Страдальчески морщась, он сел и какое-то время привыкал к боли, которая никак не отступала. (Болело как раз в том месте, где была рана от эхайнского разрядника. Или как они его называют на своем лязгающем языке – скернкуррон, что переводится как «Глаз Ярости»… а то и просто скерн… да и не разрядник это, если разобраться, а какая-то бесовщина, предназначенная для упромысливания себе подобных… импульсное оружие ожогового воздействия… Под самым сердцем. Взять чуть правее и выше – и он не сидел бы сейчас на своем жестком лежбище, кутаясь в плед и гримасничая, как старый павиан…) Потом поднялся, накинул казенную теплую куртку болотного цвета, просторную, как палатка, замотался в плед и выполз на крыльцо. В сухую душистую прохладу, в неумолчный шорох колосьев на ближнем поле, под серое, с лиловым оттенком предрассветное небо. Низкое, плоское, словно бы нарисованное. Посмотришь на такое – и невольно поверишь, что звезды к нему приколочены и все на одинаковом от тебя расстоянии. Чужое небо. По-прежнему чужое – для него. Но не для всех… в особенности, не для тех, кто провел тут больше половины своей жизни. Не для тех, кто ничего иного попросту не знал и не видел.

«Возможно, я должен что-то сделать. Что-то особенно безумное и важное. До того, как сердце однажды возьмет и остановится. Просто встать и, к вопросу о безумном, пойти напрямик, напролом, через это поле, пока хватит сил. Что там, за полем? То же, что и несколько лет назад, или что-то изменилось? А вдруг они поверили, что мы смирились с этой спокойной, растительной жизнью и давно сняли все свои заставы… сторожевые башни и защитные поля? – Де Врисс нахмурился и поскреб щетину на горле. – А вдруг мы и вправду смирились, что тогда?»

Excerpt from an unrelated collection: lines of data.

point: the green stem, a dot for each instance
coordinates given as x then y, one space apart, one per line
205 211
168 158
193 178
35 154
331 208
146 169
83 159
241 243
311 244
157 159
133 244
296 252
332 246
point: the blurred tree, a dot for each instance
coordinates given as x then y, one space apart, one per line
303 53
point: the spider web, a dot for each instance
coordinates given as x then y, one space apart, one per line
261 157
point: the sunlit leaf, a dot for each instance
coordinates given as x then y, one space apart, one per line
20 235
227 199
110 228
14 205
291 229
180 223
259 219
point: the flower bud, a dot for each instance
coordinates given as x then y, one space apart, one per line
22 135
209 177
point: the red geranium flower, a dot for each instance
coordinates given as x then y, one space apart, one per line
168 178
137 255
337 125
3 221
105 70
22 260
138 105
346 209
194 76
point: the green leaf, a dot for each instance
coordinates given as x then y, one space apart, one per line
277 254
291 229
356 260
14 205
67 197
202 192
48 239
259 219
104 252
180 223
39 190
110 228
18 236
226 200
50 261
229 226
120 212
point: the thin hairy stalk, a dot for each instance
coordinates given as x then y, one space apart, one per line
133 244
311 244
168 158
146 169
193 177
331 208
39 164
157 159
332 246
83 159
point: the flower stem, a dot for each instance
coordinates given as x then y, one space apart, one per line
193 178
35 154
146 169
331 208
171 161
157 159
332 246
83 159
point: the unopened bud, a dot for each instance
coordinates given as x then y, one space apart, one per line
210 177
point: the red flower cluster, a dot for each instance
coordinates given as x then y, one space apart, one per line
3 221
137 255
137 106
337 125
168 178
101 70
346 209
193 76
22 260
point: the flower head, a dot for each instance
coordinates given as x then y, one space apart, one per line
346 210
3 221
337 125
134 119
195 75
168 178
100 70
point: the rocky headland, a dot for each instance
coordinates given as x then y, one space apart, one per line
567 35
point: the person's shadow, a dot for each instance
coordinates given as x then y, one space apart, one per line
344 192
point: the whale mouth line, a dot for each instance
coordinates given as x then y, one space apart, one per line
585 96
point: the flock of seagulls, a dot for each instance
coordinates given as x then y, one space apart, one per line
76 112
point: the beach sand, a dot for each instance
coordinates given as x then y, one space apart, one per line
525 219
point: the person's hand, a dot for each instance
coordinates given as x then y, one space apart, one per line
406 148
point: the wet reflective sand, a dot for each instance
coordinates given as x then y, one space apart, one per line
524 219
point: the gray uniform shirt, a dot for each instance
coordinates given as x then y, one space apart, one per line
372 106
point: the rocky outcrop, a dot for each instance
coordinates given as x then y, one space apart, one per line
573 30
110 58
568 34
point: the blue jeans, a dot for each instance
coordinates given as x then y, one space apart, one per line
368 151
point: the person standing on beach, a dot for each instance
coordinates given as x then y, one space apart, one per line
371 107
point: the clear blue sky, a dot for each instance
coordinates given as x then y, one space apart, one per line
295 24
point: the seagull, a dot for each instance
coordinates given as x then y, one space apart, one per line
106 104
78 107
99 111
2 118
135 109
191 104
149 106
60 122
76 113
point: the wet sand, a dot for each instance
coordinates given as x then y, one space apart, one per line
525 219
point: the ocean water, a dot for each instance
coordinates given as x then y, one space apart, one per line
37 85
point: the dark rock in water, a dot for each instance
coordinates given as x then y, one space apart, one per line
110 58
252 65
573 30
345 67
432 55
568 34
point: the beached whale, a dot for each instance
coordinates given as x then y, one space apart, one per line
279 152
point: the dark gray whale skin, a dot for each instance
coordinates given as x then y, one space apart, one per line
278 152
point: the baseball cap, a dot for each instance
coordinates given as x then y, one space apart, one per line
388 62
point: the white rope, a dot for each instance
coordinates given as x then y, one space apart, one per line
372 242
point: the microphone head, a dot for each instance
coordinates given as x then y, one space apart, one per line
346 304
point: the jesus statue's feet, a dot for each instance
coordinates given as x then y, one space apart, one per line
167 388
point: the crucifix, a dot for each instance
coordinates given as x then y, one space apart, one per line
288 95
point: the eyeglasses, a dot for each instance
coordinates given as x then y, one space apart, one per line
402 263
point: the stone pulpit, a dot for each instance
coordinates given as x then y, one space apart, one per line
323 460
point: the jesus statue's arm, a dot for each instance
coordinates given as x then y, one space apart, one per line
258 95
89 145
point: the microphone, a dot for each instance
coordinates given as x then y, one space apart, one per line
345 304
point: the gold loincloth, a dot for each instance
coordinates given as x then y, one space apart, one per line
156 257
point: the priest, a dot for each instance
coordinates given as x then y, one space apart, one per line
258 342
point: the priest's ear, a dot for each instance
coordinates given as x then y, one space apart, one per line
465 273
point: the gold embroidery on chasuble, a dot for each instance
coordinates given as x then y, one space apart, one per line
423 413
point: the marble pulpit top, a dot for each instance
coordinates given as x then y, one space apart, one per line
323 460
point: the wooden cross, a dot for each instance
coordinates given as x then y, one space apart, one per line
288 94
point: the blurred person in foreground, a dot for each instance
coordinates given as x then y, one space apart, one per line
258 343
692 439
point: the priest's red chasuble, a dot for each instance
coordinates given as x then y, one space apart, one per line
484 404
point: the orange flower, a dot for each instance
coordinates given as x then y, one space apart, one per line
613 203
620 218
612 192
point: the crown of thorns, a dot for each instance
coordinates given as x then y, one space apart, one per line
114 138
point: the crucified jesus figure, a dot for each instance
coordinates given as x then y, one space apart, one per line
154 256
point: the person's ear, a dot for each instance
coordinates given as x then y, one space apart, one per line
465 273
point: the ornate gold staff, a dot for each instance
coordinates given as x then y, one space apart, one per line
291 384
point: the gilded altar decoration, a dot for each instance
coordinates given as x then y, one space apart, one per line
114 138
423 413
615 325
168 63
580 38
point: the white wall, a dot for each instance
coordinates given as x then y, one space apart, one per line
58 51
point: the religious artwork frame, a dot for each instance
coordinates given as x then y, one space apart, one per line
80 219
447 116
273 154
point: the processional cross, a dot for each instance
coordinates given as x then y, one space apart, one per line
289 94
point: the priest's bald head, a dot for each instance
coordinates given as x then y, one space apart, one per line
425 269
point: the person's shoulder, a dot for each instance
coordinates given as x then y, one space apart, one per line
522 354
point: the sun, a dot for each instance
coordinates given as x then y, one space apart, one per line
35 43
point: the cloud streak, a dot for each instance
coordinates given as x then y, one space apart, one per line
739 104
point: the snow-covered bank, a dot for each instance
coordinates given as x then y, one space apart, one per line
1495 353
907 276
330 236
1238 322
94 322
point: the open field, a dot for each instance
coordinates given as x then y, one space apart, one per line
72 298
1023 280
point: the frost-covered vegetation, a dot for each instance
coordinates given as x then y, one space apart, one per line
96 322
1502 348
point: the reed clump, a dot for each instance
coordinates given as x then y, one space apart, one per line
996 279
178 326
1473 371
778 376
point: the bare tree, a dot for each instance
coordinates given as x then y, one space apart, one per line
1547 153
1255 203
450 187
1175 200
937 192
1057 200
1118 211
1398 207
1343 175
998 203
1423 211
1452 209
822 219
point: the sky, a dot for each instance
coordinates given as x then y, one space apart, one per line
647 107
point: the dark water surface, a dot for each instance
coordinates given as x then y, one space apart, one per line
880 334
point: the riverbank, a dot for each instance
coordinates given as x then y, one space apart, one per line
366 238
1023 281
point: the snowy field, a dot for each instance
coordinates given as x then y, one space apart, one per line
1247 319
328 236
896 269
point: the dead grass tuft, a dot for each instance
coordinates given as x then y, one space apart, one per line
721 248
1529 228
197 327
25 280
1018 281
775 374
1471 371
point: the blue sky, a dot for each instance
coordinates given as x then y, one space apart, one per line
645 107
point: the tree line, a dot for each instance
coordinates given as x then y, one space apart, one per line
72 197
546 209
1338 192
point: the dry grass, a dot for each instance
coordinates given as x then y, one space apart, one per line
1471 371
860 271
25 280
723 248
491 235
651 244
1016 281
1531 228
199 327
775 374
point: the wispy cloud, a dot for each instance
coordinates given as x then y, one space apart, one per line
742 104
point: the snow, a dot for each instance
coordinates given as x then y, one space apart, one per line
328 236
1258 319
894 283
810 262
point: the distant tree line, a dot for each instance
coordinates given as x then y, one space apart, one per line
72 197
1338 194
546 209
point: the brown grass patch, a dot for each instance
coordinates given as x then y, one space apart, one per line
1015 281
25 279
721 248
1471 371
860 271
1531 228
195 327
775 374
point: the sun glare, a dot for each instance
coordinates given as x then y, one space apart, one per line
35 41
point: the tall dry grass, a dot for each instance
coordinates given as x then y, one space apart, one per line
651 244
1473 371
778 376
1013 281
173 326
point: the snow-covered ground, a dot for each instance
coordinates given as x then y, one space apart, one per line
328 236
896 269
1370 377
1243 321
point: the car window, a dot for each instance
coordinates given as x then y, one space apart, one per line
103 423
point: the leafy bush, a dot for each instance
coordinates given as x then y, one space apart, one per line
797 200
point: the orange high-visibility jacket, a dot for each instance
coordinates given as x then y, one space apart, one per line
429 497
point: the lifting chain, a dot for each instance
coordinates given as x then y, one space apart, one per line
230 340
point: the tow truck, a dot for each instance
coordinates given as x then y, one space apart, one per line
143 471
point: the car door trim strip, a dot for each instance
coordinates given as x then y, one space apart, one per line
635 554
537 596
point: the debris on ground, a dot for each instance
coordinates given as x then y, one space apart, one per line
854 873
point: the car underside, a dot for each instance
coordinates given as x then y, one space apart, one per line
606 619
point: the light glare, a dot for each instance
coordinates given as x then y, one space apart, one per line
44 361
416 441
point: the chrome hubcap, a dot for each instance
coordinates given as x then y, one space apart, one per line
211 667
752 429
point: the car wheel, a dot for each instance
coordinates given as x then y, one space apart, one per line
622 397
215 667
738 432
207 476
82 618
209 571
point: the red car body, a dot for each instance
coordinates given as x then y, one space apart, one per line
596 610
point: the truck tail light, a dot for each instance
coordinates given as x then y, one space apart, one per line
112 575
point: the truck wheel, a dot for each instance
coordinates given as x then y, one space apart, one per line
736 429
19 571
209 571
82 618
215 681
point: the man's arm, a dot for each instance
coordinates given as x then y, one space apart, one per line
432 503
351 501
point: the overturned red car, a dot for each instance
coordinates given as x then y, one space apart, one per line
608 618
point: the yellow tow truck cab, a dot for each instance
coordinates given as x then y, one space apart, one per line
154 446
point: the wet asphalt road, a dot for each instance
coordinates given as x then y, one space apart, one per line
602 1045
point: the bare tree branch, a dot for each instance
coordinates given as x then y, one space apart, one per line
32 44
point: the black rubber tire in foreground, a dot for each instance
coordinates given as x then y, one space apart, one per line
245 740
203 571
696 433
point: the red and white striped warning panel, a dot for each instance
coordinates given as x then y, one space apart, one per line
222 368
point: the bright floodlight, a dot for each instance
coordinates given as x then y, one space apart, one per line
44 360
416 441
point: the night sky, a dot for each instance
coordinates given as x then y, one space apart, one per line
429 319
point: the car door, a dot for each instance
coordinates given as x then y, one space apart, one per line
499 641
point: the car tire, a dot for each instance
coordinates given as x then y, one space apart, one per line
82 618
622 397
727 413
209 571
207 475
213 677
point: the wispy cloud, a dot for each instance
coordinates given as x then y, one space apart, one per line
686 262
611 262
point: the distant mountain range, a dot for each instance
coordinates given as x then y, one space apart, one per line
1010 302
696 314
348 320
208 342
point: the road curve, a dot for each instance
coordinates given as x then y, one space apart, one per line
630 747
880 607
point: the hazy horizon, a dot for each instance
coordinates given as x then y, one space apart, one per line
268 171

Память с негодной услужливостью начала было возвращать ему картины тогдашнего унижения… Но он научился ей противостоять. Он ненавидел вспоминать о нелепой и безрассудной попытке побега, и ему, как правило, удавалось это прекратить. Такое было джентльменское соглашение между ним и его памятью. Коль скоро она не сохранила для него уйму нужных или всего лишь приятных воспоминаний, то взамен просто обязана была упрятать подальше в свои сундуки кое-что отвратительное…

А еще Винсент де Врисс ненавидел эти сумеречные часы. За бессонницу, за этих лезущих на волю из самых дальних темниц памяти монстров воспоминаний. А теперь добавилась еще и боль, которая никуда ни на миг не исчезала окончательно, а лишь чуточку глохла с приходом дня, с его незатейливыми заботами, с неспешными разговорами о ерунде, с укоренившимися за долгие годы изоляции ритуалами. Боль, которая теперь дремала в нем постоянно, а под утро совершенно некстати просыпалась и мало-помалу подчиняла его себе.

…Ее звали Кристина. Имя как имя, ничего особенного. И сама она ничем не выделялась из стайки практиканток, что прибыли на Тайкун исполнить рутинный миссионерский долг Федерации перед колонией. Нет, не тусклая мышка, пугающаяся всякой тени, – довольно высокая, с короткими русыми волосами, что казались не стрижеными, а грубо подрубленными чем-то вроде овечьих ножниц. Потом она смеялась над его предположениями насчет овец и поясняла, что теперь многие так носят, стиль такой. А он слушал ее смех, ее голос и не мог понять, как всю свою прежнюю жизнь обходился без нее…

Во сне он, впервые за целую вечность, снова услыхал ее голос.

Она сказала: «Светает, а ты не уходишь».

…Тысячу лет назад, в полутемном номере отеля «Тайкунер-Маджестик» (ничего особенного, никаких изысков, самый минимум удобств, только скоротать какое-то время и наутро следовать по своим делам), Кристина произнесла эту фразу – не спросила, а констатировала, – когда он провел с ней целую ночь и все окончательно для себя решил. Он ждал, что же последует за этой фразой, прогонит она его или позволит остаться… Но Кристина не сказала больше ни слова. Обняла его за шею, уткнулась носом в плечо и продолжила прерванный сон. И он понял, что его определенно не прогоняют…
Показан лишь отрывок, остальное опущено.